Arachidonic Acid Epoxygenase Metabolites Stimulate Endothelial Cell Growth and Angiogenesis via Mitogen-Activated Protein Kinase and Phosphatidylinositol 3-Kinase/Akt Signaling Pathways

Yan Wang, Xin Wei, Xiao Xiao, Rutai Hui, Jeffrey W. Card, Michelle A. Carey, Dao Wen Wang, and Darryl C. Zeldin

The Institute of Hypertension and Department of Internal Medicine, Tongji Hospital, Tongji Medical College, Huazhong University of Science and Technology, Wuhan, People's Republic of China (Y.W., X.W., X.X., D.W.W.); Departments of Molecular Genetics and Biochemistry and Gene Therapy Center, University of Pittsburgh, Pittsburgh, Pennsylvania (X.X.); Sino-German Laboratory for Molecular Medicine and Center for Molecular Cardiology, Fuwai Hospital, Peking Union Medical College and Chinese Academy of Medical Sciences, Beijing, People's Republic of China (R.H.); and Division of Intramural Research, National Institute of Environmental Health Sciences, National Institutes of Health, Research Triangle Park, North Carolina (J.W.C., M.A.C., D.C.Z.)

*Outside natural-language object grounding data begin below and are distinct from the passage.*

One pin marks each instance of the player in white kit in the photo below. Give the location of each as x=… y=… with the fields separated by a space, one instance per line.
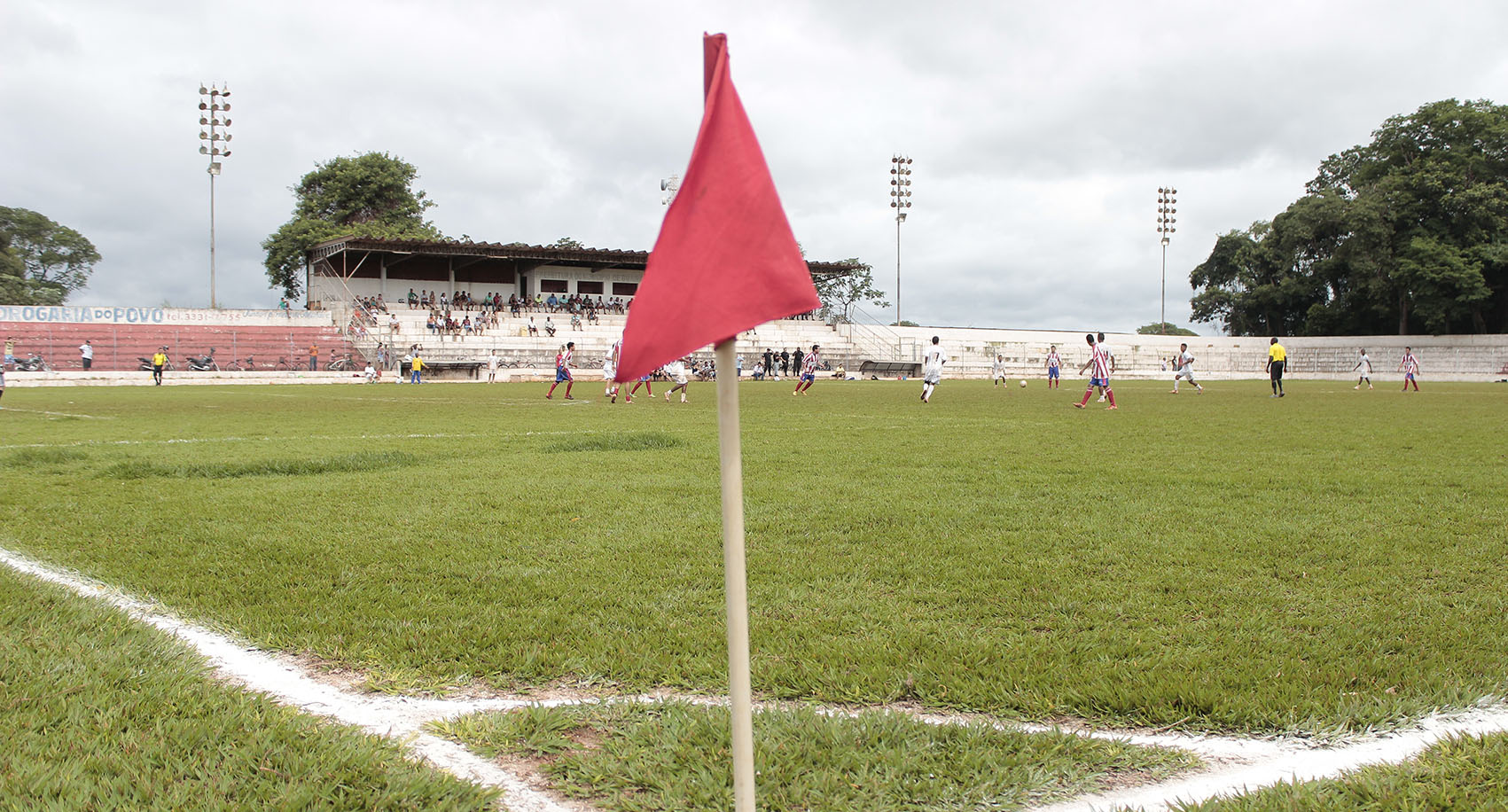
x=1363 y=371
x=1184 y=368
x=933 y=370
x=676 y=371
x=610 y=370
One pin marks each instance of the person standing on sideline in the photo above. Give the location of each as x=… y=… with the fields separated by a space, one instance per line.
x=1054 y=365
x=1184 y=368
x=1110 y=362
x=159 y=362
x=1410 y=366
x=1276 y=359
x=933 y=370
x=563 y=371
x=676 y=371
x=1363 y=371
x=610 y=370
x=809 y=371
x=1099 y=376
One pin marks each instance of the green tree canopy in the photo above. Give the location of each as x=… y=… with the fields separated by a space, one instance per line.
x=1155 y=329
x=842 y=293
x=1404 y=234
x=365 y=196
x=41 y=261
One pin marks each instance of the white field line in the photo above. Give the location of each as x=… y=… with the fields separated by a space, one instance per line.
x=395 y=717
x=1240 y=764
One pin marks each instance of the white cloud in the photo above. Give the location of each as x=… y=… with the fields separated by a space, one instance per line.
x=1039 y=131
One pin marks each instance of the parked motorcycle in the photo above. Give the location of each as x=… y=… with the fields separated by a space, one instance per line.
x=202 y=363
x=32 y=363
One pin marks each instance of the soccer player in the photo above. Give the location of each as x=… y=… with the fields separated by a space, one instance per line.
x=1363 y=371
x=1099 y=376
x=1410 y=366
x=1184 y=368
x=933 y=370
x=1110 y=362
x=563 y=371
x=676 y=371
x=809 y=371
x=159 y=362
x=610 y=370
x=1276 y=359
x=645 y=383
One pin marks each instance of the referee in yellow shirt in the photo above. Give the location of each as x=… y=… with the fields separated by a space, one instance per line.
x=1276 y=359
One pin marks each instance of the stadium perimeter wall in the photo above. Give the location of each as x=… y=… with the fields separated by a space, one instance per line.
x=122 y=335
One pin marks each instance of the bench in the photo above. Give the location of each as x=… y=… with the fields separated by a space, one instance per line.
x=890 y=370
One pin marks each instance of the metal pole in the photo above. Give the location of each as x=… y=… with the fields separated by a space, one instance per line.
x=211 y=237
x=1163 y=318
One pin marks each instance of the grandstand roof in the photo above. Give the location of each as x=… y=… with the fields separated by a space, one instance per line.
x=434 y=258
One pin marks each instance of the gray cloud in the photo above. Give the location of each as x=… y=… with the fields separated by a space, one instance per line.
x=1039 y=131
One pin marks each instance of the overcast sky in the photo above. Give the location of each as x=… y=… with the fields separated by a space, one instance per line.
x=1039 y=131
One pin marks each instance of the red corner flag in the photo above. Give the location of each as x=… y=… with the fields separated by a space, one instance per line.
x=726 y=258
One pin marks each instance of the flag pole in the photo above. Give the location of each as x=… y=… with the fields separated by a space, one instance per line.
x=733 y=576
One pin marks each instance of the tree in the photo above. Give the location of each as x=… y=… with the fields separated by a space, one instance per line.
x=41 y=261
x=840 y=293
x=365 y=196
x=1155 y=329
x=1406 y=232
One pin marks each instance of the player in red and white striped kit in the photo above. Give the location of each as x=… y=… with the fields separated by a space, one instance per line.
x=1410 y=366
x=1101 y=372
x=809 y=371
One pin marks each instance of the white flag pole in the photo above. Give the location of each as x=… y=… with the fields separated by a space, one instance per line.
x=735 y=577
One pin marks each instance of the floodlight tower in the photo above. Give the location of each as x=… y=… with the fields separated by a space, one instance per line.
x=216 y=124
x=1165 y=226
x=899 y=200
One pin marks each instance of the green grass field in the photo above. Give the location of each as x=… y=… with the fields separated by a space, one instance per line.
x=1324 y=562
x=101 y=713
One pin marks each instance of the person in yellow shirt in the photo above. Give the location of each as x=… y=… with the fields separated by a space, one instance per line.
x=1276 y=359
x=159 y=362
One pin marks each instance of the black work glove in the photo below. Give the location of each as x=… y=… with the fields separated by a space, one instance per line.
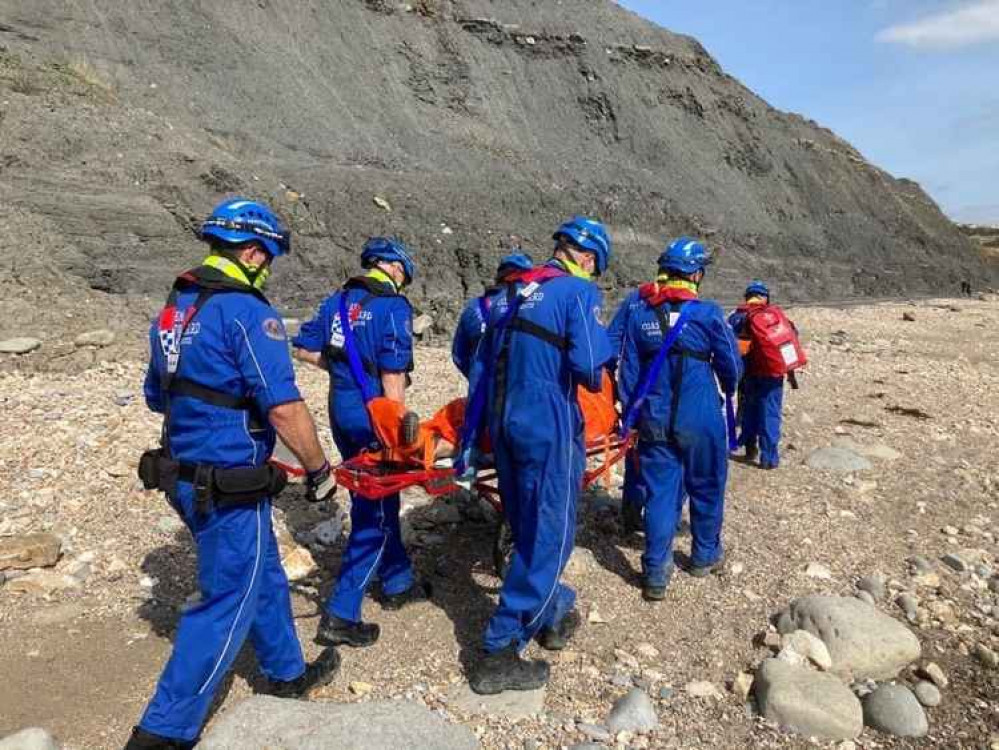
x=320 y=485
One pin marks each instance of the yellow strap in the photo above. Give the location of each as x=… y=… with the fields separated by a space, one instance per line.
x=379 y=275
x=227 y=267
x=667 y=283
x=575 y=269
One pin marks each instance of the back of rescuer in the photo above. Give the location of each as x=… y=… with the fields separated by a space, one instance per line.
x=221 y=374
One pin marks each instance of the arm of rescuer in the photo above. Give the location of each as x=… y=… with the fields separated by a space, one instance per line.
x=725 y=358
x=260 y=345
x=589 y=348
x=395 y=351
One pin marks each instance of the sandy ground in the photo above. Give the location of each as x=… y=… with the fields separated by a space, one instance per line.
x=83 y=661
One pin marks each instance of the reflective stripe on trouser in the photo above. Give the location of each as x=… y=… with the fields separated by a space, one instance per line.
x=540 y=472
x=763 y=402
x=244 y=592
x=375 y=547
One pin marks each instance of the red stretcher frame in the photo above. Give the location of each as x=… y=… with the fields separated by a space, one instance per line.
x=375 y=480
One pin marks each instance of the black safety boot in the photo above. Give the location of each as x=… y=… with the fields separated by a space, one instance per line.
x=654 y=593
x=143 y=740
x=505 y=670
x=420 y=591
x=318 y=673
x=336 y=632
x=631 y=518
x=557 y=637
x=410 y=427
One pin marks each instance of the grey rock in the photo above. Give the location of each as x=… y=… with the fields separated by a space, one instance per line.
x=954 y=562
x=633 y=712
x=874 y=585
x=810 y=703
x=595 y=732
x=39 y=550
x=837 y=459
x=862 y=641
x=512 y=704
x=34 y=738
x=21 y=345
x=97 y=339
x=866 y=598
x=893 y=709
x=927 y=693
x=169 y=524
x=263 y=722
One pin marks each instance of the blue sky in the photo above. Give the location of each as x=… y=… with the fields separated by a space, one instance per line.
x=913 y=84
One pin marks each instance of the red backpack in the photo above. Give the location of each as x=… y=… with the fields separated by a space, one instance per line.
x=775 y=349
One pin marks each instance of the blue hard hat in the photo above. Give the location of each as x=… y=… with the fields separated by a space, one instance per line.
x=757 y=288
x=388 y=250
x=588 y=235
x=513 y=263
x=685 y=255
x=236 y=221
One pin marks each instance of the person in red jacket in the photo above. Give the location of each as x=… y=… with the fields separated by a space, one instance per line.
x=767 y=360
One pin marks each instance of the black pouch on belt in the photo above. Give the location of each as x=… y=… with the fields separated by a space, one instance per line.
x=149 y=468
x=238 y=486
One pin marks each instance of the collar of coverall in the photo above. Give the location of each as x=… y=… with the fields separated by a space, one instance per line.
x=379 y=275
x=673 y=290
x=226 y=266
x=573 y=268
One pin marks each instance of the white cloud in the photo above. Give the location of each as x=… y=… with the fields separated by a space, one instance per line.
x=973 y=23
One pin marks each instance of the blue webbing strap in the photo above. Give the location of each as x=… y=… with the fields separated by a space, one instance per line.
x=642 y=392
x=350 y=348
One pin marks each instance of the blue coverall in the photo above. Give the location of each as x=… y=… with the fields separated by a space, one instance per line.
x=236 y=344
x=761 y=403
x=536 y=428
x=382 y=326
x=471 y=327
x=685 y=450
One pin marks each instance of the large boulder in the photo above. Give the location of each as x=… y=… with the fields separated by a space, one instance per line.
x=266 y=723
x=810 y=703
x=864 y=643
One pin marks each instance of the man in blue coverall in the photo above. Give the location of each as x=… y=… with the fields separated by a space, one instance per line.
x=472 y=323
x=682 y=441
x=221 y=374
x=545 y=337
x=380 y=332
x=761 y=396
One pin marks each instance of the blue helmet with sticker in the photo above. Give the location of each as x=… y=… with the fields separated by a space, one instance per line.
x=513 y=263
x=685 y=255
x=757 y=288
x=388 y=250
x=589 y=235
x=237 y=221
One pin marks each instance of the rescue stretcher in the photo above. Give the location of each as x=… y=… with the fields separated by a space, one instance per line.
x=377 y=474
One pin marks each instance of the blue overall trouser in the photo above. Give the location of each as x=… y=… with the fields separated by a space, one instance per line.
x=540 y=456
x=696 y=465
x=244 y=593
x=763 y=402
x=375 y=544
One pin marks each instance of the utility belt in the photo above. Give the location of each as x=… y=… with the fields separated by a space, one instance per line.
x=214 y=488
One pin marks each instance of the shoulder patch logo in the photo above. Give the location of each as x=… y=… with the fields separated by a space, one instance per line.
x=274 y=329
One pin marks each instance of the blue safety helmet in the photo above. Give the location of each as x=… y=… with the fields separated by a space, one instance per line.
x=589 y=235
x=388 y=250
x=685 y=255
x=236 y=221
x=513 y=263
x=757 y=288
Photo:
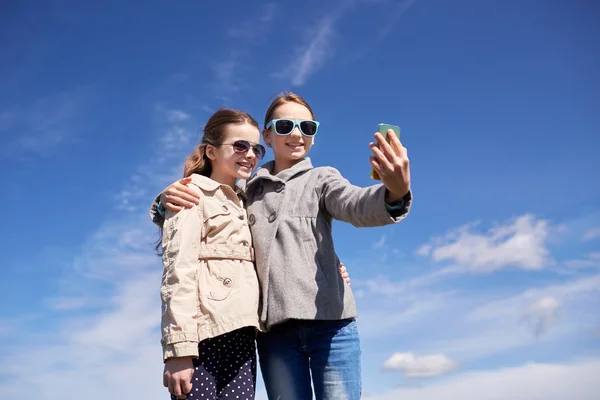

Cytochrome P450 arachidonic acid (AA) epoxygenase metabolites, the epoxyeicosatrienoic acids (EETs), dilate arteries via hyperpolarization of smooth muscle cells and also have nonvasodilatory effects within the vasculature. The present study investigated the angiogenic effects of endogenous and exogenous EETs and the relevant signaling mechanisms involved. Bovine aortic endothelial cells (BAECs) were incubated with synthetic EETs or infected with recombinant adeno-associated viruses (rAAVs) containing CYP2C11-NADPH-cytochrome P450 oxidoreductase (CYPOR), CYP2J2, or CYP102 F87V mutant to increase endogenous levels of EETs. The following endpoints were measured: BAEC proliferation, migration, capillary formation, and in vivo angiogenesis. The potential involvement of various signaling pathways was explored using selective inhibitors. The results showed that transfection with either rAAV-CYP2C11-CYPOR, rAAV-CYP2J2, or rAAV-CYP102 F87V, or incubation with EETs promoted BAEC proliferation, increased migration of BAECs as assessed by Transwell analysis and wound healing assays, and enhanced capillary tubule formation as determined by chicken embryo chorioallantoic membrane assays and tube formation tests on matrigel. The effects of EETs on proliferation, migration, and capillary tubule formation were attenuated by inhibitors of mitogen-activated protein kinase (MAPK) and phosphatidylinositol 3 (PI3)-kinase/Akt pathways and partially attenuated by an endothelial nitricoxide synthase (eNOS) inhibitor but not by a protein kinase C inhibitor. In a rat ischemic hind limb model, rAAV-mediated AA epoxygenase transfection induced angiogenesis. We conclude that AA epoxygenase metabolites can promote angiogenesis, which may provide protection to ischemic tissues. The results also suggest that the angiogenic effects of EETs involve the MAPK and PI3-kinase/Akt signaling pathways, and to some extent, the eNOS pathway.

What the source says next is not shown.